Unsloth ships MoE training kernels with 12x speedup and 35% lower VRAM usage

MoE Training Performance Breakthrough

Unsloth released significant optimizations for training Mixture of Experts language models, achieving ~12x faster training compared to Transformers v4, with >35% lower VRAM usage and support for ~6x longer context windows. The improvements come through a combination of custom Triton kernels and a novel "Split LoRA" approach that maintains full accuracy.
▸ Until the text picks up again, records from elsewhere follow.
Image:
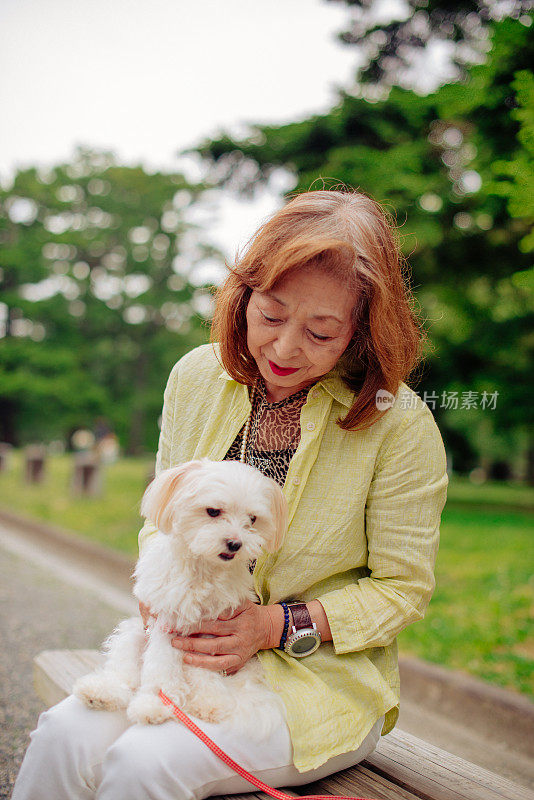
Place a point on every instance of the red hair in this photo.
(350, 236)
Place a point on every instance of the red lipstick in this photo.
(281, 370)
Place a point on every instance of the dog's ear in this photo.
(279, 515)
(155, 504)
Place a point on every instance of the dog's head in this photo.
(220, 509)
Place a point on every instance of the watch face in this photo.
(304, 645)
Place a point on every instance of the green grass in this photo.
(112, 519)
(480, 618)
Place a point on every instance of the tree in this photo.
(400, 51)
(433, 159)
(98, 296)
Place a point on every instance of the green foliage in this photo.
(480, 617)
(96, 299)
(391, 48)
(432, 161)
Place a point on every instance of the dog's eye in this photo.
(214, 512)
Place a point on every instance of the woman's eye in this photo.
(269, 319)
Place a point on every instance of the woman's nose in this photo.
(287, 345)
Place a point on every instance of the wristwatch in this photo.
(304, 637)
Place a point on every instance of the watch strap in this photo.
(301, 616)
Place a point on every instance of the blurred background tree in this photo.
(454, 167)
(97, 299)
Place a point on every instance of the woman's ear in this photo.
(156, 504)
(279, 514)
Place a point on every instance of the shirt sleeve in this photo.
(403, 512)
(163, 456)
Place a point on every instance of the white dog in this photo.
(213, 518)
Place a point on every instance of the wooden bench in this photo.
(401, 768)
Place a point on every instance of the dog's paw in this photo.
(209, 707)
(103, 691)
(148, 709)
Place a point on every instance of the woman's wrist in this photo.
(274, 626)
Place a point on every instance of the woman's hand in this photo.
(234, 639)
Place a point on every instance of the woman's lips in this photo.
(282, 370)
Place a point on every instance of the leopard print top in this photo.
(274, 434)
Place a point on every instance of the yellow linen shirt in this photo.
(364, 514)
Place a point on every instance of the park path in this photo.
(50, 600)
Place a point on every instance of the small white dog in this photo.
(213, 518)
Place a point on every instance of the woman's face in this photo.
(298, 330)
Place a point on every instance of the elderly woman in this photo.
(316, 335)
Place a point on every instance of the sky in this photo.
(148, 79)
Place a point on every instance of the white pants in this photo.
(78, 753)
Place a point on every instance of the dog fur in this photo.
(213, 518)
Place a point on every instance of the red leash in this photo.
(236, 767)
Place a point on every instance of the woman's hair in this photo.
(347, 235)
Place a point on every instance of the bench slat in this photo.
(402, 767)
(431, 772)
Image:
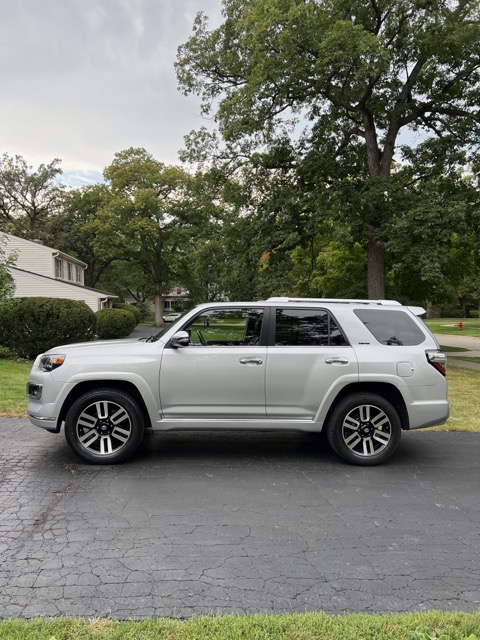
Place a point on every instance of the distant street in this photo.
(209, 523)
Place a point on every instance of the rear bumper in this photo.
(428, 414)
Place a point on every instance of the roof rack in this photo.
(335, 300)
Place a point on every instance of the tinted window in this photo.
(226, 327)
(307, 327)
(391, 327)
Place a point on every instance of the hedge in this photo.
(30, 326)
(114, 323)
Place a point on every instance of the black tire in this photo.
(364, 429)
(104, 426)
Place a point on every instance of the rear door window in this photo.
(307, 327)
(393, 328)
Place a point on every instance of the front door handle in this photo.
(336, 360)
(251, 361)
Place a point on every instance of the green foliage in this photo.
(426, 633)
(28, 196)
(33, 325)
(129, 307)
(6, 353)
(73, 230)
(151, 218)
(355, 75)
(114, 323)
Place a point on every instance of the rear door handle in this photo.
(251, 361)
(336, 360)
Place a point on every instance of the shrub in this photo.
(6, 353)
(449, 312)
(114, 323)
(33, 325)
(129, 307)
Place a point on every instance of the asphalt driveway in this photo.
(247, 522)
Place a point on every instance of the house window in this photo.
(58, 268)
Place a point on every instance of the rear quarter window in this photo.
(394, 328)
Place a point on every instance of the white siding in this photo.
(29, 285)
(31, 256)
(37, 258)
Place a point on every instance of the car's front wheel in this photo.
(104, 426)
(364, 429)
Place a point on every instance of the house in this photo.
(41, 271)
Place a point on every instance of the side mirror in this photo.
(180, 339)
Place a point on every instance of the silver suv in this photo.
(360, 370)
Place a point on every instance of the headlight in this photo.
(51, 362)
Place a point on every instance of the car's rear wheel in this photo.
(104, 426)
(364, 429)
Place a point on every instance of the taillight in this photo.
(438, 360)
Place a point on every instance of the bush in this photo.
(33, 325)
(114, 323)
(449, 312)
(129, 307)
(6, 353)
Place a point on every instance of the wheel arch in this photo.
(384, 389)
(90, 385)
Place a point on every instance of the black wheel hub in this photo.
(366, 430)
(104, 427)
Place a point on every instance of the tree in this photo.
(7, 285)
(358, 72)
(73, 229)
(27, 196)
(150, 219)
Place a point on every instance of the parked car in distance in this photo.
(171, 317)
(360, 370)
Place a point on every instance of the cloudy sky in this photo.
(83, 79)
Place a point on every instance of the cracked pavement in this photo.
(207, 523)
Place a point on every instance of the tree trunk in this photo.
(158, 306)
(375, 267)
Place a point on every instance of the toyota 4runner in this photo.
(360, 370)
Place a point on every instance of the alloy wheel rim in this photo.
(366, 430)
(103, 428)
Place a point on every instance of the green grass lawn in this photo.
(306, 626)
(463, 394)
(449, 326)
(13, 380)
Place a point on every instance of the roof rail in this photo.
(335, 300)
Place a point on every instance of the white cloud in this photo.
(83, 79)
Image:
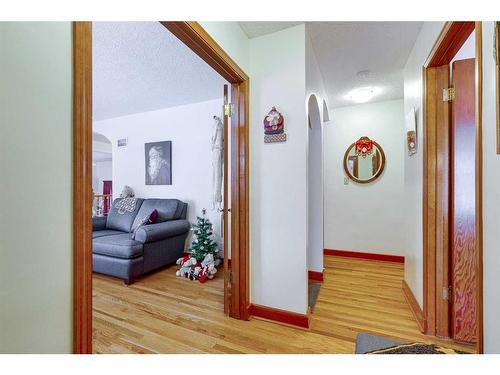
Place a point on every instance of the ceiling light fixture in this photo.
(362, 95)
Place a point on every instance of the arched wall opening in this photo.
(315, 187)
(102, 173)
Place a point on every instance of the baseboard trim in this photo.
(360, 255)
(315, 276)
(279, 316)
(417, 312)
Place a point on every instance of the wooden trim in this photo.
(196, 38)
(417, 312)
(82, 187)
(449, 42)
(315, 276)
(280, 316)
(193, 35)
(479, 185)
(360, 255)
(497, 82)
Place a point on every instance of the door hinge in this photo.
(449, 94)
(446, 293)
(228, 109)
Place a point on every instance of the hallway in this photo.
(165, 314)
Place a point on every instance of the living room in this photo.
(158, 140)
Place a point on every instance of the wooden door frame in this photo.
(198, 40)
(449, 42)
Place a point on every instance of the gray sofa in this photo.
(118, 251)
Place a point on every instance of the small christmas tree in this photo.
(203, 244)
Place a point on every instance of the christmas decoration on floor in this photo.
(201, 264)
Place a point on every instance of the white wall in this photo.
(366, 217)
(278, 186)
(413, 165)
(101, 171)
(190, 128)
(491, 200)
(35, 163)
(315, 95)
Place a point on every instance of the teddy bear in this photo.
(208, 269)
(186, 263)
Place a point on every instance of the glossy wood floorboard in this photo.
(161, 313)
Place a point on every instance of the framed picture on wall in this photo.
(496, 52)
(158, 163)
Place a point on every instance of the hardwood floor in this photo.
(165, 314)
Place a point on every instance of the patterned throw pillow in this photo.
(148, 219)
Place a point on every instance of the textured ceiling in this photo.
(345, 48)
(255, 29)
(141, 66)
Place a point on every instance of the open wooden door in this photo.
(463, 205)
(436, 202)
(225, 209)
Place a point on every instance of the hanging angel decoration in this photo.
(217, 163)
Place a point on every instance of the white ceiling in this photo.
(141, 66)
(345, 48)
(255, 29)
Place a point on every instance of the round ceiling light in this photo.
(362, 95)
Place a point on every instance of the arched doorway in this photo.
(102, 174)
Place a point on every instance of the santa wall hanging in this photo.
(274, 127)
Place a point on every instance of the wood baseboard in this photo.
(315, 276)
(360, 255)
(417, 312)
(280, 316)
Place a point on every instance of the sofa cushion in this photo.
(161, 231)
(118, 246)
(120, 218)
(168, 209)
(105, 232)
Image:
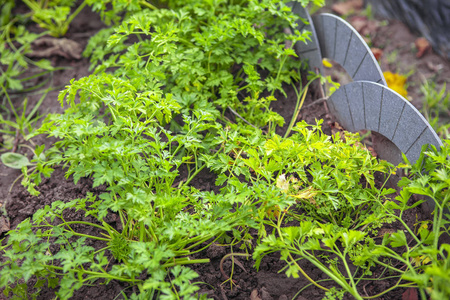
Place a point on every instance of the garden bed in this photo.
(249, 283)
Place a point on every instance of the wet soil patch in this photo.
(265, 284)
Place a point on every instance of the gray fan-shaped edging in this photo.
(307, 51)
(339, 41)
(367, 105)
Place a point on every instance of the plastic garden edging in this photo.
(367, 102)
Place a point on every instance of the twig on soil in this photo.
(240, 117)
(234, 261)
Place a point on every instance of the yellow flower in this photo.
(326, 63)
(396, 82)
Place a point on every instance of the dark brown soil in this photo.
(265, 284)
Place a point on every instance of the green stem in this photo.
(83, 223)
(148, 5)
(186, 261)
(298, 107)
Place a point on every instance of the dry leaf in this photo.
(345, 8)
(364, 26)
(423, 46)
(49, 46)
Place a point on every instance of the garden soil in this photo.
(248, 283)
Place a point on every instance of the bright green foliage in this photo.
(188, 88)
(422, 256)
(205, 55)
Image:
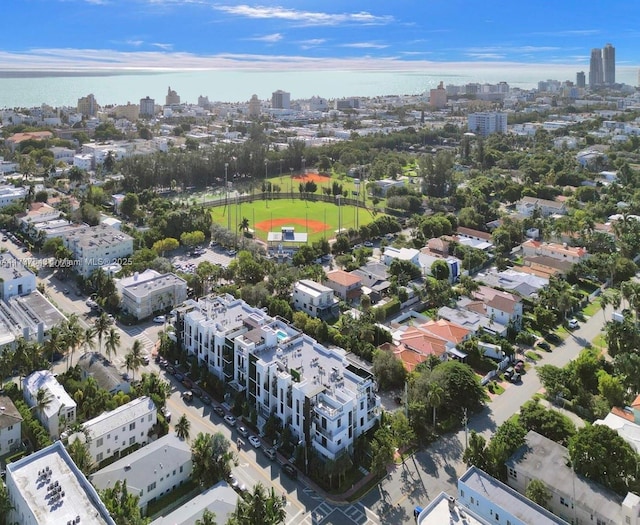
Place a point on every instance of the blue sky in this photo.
(332, 34)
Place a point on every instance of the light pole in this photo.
(226, 195)
(266, 169)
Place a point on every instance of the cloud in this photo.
(304, 17)
(365, 45)
(273, 38)
(164, 47)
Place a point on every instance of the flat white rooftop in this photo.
(47, 504)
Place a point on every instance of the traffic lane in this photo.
(252, 466)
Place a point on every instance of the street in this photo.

Supported Models and Hardware

The platform now supports fast MoE training for major models including:

Qwen3 (30B, 235B, VL, Coder variants)
DeepSeek R1 and V3
GPT-OSS (20B, 120B, 500K context versions)
GLM (4.6, 4.7, Flash)

Notably, gpt-oss-20b now fine-tunes on just 12.8 GB VRAM, and the kernels work across data-center GPUs (B200, H100), consumer hardware (RTX 3090), and older generations, with support for FFT, LoRA, and QLoRA training methods.

Technical Innovations

Automatic Backend Selection

Unsloth automatically selects the optimal backend for your hardware:

grouped_mm: PyTorch's native torch._grouped_mm function (optimized for H100s+, works on T4 through B200)
unsloth_triton: Custom Triton kernels achieving 2.5× speedup over grouped_mm on A100s, with auto-tuning that adds ~2 minutes overhead but yields 35% faster training runs
native_torch: Fallback for compatibility, though 12x slower

Split LoRA Approach

The key innovation is the Split LoRA method for efficient MoE training, which reduces memory consumption by ~35% and delivers 2x faster training compared to Transformers v5 + torch._grouped_mm.

Integration with Transformers

This work was done in collaboration with Hugging Face, standardizing MoE training with PyTorch's torch._grouped_mm. Transformers v5 reorganized expert weights from a ModuleList of individual experts to a single nn.Parameter, enabling grouped matrix multiplication for dramatically faster computation. Unsloth's custom kernels push performance even further on compatible hardware.

Getting Started

Users can upgrade via pip install --upgrade unsloth unsloth_zoo and access pre-built Colab notebooks for various models and configurations. Backend selection can be manually overridden via environment variables (UNSLOTH_MOE_BACKEND). Note: 4-bit QLoRA training for MoE models is not currently recommended due to BitsandBytes limitations; use bf16 for now.